The Orthodox Pages

 ASK AN ORTHODOX PRIEST

Homepage

 

   Back                     

 

 

 

 

 

 

 

 

 

 

 

 

 

 

 

 

 

 

 
Question 72.

I think as mortal beings the understanding of the soul could be beyond us; for example does an embryo take on a soul from inception or does the baby need to be delivered to the outside world? Will parents get to bond with souls of stillborn children? Would I know who my ancient ancestors are in the afterlife?    

 

Answer to Question 72.

 

Genesis tells us that God created the body of man from the dust of the ground and then breathed into him and thus the soul was created. This means that the soul did not previously live in an eternal and unborn world of ideas, but was created by God at that moment. Both the body and the soul were created at the same moment, the soul was not, like some like to believe, living before the body and then at some moment entered into it. Neither is the body a prison for the soul. Man is what we call a psychosomatic being, which means that his soul does not constitute the whole man, but neither does his body. The union of both the body and the soul is what we call man. 
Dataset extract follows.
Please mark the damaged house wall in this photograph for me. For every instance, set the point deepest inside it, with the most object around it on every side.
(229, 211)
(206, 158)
With this understanding we believe that the soul and body are created at the same time of conception. How the soul is created is not made clear by scripture. In the view of some, each soul is created separately by God. By others, it is believed that the soul is created from the souls of the parents, just as the body is created from the bodies of the father and mother. In this way, the parents participate with God in the creation of life.  Without the union of the body and soul, the body is lifeless, but we know that a baby moves and kicks in the womb before it is born. We also have the testimony from the Gospel of St. Luke when Mary the Mother of God, after having miraculously conceived in her womb, went to her cousin Elisabeth, who was six months pregnant, and her baby leaped in her womb having recognised that the baby Mary was carrying was the Son of God. (Luke 2:41)

You ask if parents get to bond with the souls of their stillborn children. The fact that at conception a soul was also created with the body and that the soul is immortal, then by logic the souls of embryos or babies that didn’t make it to birth must also be alive and in heaven with other souls. We do not know much about the afterlife other than what God has revealed to us. For the most part, the afterlife is still a mystery. I would like to believe that we will recognise our children even if we didn’t have a chance to live with them in this life. As for bonding, I think in Christ we will be bonded to everyone that was part of us including our ancestors, for as Christ said “And the glory which thou gavest me I have given them; that they may be one, even as we are one.” (John 17:22)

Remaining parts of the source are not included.